TORONTO -- Alek Manoah is the man you want on the mound the day after something goes wrong.
An hour after Hyun Jin Ryu was placed on the IL with left forearm inflammation, Manoah led the Blue Jays to a win, this time 4-3 over the A’s. He’s got a knack for doing that.
The Blue Jays are now 18-4 in the 22 games started by Manoah, this latest effort locking down a weekend series victory. Luck, offense and a dozen other factors play into that, but Manoah has done exactly what manager Charlie Montoyo looks for from his starting pitchers, which is consistently giving the team a chance to win. Without Ryu for the foreseeable future, Manoah is as important to this Blue Jays team than ever.
“His last 10 starts, we’ve won every game,” Montoyo said after the win. “He just gives us a chance. Everybody feels it when he takes the mound. It’s what I always used to say about him. He gives you a chance, throws strikes and he doesn’t back down from anybody.”
This is why Montoyo allows himself to go by feel at times with Manoah. There was one spot late in Manoah’s start Sunday, for example, when Montoya was considering going to the bullpen, but decided to trust his guy. Even at just 24, the right-hander has already earned that trust from his manager.
“I want those guys to know that I’m giving it my all every time,” Manoah said. “I think they kind of feel and play off of that energy. To go out there and get as many wins as possible, that’s going to get us in the postseason. That’s good news.”
Manoah is gifted in many ways. He’s one of the biggest human beings you’ll find on a baseball field -- listed at 6-foot-6 and 285 pounds -- with a natural feel for pitching, but one of his greatest assets is an ability to compartmentalize.
Manoah allowed two runs in the top of the fifth, which shrunk Toronto's lead to one, but came back out in the sixth and gave the Blue Jays a clean inning before handing it off to the bullpen. Any clean inning is a good inning, but it was particularly important given how hard this ‘pen has been ridden through the first 10 games of the season.
“I’m just trying to compete every time,” Manoah said. “I’m trying to keep that focus there as much as possible. I think I kind of lobbed in an 85-mph changeup on the first pitch to [Stephen] Vogt. I wasn’t too locked in right there. You can’t let the game slip away or take anything for granted. You have to stay focused, so I wanted to do that in the sixth inning and come out firing.”
With Ryu’s uncertain diagnosis, Ross Stripling will move into the rotation full time after making a spot start on Friday. The Blue Jays will continue to use the six-starter strategy going forward, too, as they begin a long stretch without an off day on Tuesday in Boston. In Manoah, though, the Blue Jays have their best shot at turning the big two of José Berríos and Kevin Gausman into a big three.
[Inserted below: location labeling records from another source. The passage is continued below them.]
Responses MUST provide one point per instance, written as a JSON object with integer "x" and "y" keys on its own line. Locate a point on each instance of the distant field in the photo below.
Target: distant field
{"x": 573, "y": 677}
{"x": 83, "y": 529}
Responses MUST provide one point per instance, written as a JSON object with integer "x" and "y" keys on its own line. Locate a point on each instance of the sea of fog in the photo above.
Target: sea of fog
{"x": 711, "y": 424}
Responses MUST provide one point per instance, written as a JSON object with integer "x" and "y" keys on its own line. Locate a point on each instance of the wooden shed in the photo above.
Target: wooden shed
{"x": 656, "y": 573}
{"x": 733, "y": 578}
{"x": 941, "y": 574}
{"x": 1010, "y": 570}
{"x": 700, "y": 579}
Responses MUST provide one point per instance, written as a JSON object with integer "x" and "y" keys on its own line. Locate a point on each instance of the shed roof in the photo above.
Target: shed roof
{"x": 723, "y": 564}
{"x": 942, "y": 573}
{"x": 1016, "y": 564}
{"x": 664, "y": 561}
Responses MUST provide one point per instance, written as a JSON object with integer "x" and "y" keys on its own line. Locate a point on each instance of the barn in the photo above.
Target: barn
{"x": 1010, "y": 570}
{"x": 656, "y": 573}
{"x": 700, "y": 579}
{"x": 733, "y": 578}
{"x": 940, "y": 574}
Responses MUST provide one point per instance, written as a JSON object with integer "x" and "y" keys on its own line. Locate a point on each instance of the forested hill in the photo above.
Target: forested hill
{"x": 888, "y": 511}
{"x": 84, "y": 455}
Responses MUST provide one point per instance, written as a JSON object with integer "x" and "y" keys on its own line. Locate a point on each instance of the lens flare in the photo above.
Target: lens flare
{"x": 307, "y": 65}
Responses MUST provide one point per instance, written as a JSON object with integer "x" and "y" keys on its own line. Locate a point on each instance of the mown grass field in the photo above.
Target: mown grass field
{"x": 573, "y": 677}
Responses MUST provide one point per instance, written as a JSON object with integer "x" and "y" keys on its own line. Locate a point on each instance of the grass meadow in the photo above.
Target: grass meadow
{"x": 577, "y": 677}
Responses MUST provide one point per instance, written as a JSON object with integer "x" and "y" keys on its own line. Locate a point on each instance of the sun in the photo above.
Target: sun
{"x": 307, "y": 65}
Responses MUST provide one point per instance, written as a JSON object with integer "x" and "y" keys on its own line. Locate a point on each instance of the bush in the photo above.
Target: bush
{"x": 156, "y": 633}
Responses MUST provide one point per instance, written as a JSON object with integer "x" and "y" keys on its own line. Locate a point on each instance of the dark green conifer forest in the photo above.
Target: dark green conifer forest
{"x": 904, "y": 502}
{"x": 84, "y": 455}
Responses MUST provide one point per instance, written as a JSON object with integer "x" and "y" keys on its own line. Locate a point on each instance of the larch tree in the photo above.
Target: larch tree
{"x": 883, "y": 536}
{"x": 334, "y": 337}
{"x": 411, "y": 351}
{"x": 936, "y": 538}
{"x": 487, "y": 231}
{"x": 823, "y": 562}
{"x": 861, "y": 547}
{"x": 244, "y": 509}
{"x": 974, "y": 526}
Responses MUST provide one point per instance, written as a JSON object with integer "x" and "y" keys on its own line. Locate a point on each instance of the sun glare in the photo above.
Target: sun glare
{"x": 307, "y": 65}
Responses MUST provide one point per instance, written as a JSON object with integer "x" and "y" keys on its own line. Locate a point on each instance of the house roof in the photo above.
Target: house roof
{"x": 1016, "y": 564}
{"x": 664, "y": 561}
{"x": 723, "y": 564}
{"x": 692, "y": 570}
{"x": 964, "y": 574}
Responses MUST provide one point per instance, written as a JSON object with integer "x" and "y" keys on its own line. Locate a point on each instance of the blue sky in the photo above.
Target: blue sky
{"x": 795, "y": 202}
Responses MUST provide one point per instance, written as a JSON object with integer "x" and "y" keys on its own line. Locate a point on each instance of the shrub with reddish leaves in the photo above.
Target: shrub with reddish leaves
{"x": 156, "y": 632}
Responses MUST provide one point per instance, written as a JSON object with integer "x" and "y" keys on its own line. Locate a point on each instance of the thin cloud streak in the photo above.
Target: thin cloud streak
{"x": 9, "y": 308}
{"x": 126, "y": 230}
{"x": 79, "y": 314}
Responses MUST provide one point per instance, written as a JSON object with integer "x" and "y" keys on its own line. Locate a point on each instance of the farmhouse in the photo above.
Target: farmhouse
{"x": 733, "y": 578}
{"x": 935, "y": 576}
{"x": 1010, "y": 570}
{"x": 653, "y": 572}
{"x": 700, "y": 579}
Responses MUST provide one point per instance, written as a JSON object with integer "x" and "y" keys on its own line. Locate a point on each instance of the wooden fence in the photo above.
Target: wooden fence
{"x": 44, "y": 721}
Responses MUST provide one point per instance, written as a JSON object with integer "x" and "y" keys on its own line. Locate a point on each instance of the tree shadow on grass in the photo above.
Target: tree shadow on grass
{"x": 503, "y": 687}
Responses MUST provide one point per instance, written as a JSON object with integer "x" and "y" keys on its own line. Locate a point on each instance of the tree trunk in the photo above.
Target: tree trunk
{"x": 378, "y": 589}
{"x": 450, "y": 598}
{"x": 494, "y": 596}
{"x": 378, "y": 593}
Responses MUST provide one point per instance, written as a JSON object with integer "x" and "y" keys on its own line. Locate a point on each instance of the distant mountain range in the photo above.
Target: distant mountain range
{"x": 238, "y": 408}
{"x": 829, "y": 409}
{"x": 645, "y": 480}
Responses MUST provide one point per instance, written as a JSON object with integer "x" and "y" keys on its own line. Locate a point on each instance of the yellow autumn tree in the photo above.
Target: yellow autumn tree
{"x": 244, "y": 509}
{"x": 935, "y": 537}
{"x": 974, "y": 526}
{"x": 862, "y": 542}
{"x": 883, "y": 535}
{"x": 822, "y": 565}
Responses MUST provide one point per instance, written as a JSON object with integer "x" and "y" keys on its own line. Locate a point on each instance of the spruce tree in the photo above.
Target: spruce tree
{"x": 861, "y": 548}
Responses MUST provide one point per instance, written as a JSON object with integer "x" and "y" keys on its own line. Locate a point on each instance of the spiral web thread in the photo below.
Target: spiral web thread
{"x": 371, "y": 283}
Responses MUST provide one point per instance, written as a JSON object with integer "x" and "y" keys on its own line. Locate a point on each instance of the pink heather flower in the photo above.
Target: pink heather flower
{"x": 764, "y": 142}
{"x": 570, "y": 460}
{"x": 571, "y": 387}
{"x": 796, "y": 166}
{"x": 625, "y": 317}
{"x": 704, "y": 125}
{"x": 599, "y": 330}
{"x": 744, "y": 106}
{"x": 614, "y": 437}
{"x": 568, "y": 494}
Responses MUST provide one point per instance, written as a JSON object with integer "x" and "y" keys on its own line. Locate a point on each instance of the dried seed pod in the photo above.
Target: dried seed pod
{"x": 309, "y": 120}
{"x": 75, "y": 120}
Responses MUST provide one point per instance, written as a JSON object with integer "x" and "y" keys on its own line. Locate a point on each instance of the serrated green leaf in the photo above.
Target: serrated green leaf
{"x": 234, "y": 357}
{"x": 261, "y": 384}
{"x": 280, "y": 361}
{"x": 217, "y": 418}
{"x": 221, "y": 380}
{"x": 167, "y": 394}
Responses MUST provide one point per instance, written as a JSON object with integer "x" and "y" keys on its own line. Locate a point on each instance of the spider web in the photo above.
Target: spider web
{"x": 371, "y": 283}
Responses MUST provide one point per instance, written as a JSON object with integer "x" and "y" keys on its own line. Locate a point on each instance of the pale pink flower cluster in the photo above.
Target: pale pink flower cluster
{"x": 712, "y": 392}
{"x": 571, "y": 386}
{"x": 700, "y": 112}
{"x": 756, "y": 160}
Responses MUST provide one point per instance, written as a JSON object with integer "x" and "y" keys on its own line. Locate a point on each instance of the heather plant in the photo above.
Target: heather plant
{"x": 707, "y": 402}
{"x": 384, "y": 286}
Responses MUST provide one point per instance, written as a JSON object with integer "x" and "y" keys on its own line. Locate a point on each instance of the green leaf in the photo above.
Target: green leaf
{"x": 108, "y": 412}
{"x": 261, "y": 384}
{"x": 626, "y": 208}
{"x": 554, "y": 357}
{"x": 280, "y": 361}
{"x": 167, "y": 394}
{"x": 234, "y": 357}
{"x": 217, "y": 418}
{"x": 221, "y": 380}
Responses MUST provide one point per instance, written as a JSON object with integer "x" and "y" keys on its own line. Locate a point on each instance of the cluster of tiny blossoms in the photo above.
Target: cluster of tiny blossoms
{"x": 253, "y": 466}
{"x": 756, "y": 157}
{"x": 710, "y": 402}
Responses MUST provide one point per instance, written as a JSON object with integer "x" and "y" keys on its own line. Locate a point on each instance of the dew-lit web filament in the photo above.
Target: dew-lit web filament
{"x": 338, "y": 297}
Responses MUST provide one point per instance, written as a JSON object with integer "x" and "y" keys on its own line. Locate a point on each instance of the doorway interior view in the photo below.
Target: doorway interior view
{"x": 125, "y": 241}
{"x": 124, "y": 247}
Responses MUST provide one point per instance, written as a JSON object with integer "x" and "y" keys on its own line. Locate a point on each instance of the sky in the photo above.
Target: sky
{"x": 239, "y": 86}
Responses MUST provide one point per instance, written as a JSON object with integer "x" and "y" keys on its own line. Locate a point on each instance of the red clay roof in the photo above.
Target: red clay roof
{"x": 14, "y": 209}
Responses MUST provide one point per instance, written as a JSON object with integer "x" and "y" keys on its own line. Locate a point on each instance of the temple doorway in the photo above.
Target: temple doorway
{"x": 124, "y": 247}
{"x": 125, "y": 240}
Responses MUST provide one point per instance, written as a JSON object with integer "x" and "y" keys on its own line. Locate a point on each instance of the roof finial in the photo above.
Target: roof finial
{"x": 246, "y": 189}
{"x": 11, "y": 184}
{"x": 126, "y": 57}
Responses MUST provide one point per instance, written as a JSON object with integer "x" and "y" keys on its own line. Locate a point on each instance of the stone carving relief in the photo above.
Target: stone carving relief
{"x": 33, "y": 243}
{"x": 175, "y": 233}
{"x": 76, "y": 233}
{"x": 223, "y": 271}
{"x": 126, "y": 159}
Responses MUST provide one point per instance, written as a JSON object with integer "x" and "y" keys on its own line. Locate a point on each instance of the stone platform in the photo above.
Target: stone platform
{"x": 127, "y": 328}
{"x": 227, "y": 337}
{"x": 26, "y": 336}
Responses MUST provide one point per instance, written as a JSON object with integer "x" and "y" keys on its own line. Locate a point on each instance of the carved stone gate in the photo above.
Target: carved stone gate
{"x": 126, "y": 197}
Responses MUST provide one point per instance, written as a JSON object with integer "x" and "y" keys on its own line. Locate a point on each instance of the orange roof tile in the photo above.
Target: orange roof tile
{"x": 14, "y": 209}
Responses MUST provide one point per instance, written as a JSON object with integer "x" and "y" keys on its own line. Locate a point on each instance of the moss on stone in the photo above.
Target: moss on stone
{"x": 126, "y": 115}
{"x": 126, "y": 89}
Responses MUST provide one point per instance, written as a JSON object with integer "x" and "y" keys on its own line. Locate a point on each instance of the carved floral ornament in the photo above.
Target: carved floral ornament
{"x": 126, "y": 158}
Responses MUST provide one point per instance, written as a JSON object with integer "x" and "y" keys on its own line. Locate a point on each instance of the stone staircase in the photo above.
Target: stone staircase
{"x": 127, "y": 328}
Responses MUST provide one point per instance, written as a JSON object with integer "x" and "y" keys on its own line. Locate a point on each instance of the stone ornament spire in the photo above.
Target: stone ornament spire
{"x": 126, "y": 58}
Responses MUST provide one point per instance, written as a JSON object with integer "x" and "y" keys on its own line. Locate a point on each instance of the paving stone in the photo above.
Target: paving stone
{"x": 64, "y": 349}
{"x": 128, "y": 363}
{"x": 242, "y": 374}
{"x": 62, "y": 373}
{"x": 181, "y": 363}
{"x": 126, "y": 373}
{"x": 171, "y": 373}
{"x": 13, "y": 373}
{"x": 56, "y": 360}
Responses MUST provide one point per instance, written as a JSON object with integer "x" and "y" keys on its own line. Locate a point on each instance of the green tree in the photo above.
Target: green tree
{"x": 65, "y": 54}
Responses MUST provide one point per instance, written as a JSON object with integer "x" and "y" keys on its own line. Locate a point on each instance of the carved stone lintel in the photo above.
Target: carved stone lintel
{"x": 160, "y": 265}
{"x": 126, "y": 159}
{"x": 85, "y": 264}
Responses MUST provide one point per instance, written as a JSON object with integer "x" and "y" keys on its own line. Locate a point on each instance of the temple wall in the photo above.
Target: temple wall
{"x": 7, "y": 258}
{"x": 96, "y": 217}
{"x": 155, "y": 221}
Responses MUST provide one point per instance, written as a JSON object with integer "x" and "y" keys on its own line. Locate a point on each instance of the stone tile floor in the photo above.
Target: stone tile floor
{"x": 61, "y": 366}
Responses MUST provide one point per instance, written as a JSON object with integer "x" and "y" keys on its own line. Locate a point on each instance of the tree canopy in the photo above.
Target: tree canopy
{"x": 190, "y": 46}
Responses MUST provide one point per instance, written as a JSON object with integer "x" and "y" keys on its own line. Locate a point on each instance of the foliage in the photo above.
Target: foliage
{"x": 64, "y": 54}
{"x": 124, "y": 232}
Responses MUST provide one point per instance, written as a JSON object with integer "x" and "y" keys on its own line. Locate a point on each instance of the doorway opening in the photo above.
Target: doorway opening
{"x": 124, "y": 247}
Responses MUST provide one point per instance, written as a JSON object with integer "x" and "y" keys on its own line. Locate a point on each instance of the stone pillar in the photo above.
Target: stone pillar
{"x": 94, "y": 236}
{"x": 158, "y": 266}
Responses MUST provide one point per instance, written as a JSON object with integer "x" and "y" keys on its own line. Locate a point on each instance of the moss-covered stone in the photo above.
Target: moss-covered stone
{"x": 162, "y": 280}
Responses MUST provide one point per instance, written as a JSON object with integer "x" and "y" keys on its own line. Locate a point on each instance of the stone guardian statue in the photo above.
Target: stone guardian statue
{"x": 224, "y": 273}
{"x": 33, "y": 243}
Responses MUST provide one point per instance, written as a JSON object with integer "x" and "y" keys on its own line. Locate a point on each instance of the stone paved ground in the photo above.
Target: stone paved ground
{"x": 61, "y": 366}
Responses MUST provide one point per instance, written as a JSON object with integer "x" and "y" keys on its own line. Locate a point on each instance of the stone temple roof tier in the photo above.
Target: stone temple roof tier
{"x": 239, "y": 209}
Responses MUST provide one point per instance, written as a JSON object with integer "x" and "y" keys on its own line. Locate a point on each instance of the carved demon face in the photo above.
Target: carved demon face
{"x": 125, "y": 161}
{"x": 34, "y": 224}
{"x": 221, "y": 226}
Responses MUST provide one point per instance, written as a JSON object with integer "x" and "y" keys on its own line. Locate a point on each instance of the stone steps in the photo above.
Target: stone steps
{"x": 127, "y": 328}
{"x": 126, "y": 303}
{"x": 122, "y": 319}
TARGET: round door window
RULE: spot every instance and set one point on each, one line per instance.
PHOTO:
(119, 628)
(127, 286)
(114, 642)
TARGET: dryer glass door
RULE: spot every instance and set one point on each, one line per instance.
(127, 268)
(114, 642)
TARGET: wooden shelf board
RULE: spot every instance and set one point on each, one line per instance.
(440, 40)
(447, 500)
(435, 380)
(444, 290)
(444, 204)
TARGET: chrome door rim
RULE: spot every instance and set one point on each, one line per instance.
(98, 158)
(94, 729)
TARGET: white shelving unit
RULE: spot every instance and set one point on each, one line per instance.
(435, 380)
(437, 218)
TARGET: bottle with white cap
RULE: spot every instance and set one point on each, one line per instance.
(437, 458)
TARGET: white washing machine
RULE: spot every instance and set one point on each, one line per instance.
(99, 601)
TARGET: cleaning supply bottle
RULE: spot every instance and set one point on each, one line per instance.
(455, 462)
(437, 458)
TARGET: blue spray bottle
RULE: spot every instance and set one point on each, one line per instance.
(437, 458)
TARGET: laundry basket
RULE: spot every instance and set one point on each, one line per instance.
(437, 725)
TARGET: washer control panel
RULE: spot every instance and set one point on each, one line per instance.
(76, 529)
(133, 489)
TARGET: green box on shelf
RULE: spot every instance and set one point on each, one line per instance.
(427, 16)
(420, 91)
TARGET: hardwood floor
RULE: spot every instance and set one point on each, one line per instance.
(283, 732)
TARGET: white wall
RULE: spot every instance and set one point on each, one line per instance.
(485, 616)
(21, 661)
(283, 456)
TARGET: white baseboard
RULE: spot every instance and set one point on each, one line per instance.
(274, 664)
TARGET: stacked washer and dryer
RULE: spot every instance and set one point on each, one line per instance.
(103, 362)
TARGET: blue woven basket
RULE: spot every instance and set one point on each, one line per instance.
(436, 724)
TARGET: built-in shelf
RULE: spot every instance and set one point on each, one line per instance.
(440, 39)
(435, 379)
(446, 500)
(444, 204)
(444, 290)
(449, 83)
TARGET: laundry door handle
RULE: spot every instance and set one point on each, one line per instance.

Berríos got off to a difficult start on Opening Day, recording just one out, but is one of the safest bets in baseball to bounce back given his long track record of consistency. Gausman has looked fantastic, too, but any conversation around the Blue Jays in 2022 needs to have one eye on the postseason. Toronto has to be happy with how those two pitchers would line up in Games 1 and 2 of a series, but what about the third game, when the aces have already pitched and matchups can become more lopsided?
Manoah is built for those moments. We saw that in his season debut, when he rolled into New York and shut down the mighty Yankees with six shutout innings. Over and over again, Manoah proves that the spotlight is not too bright. His winning percentage wouldn’t look too bad in the postseason, either.
The fact this conversation even exists around Manoah is a compliment to his meteoric rise over the past 12 months. When Spring Training opened last season, Manoah was a prospect with an outside shot at an MLB debut in ‘21. Now, he’s not just a hot young arm with upside, but someone who the Blue Jays can lean on like a veteran, especially now that they’re without Ryu.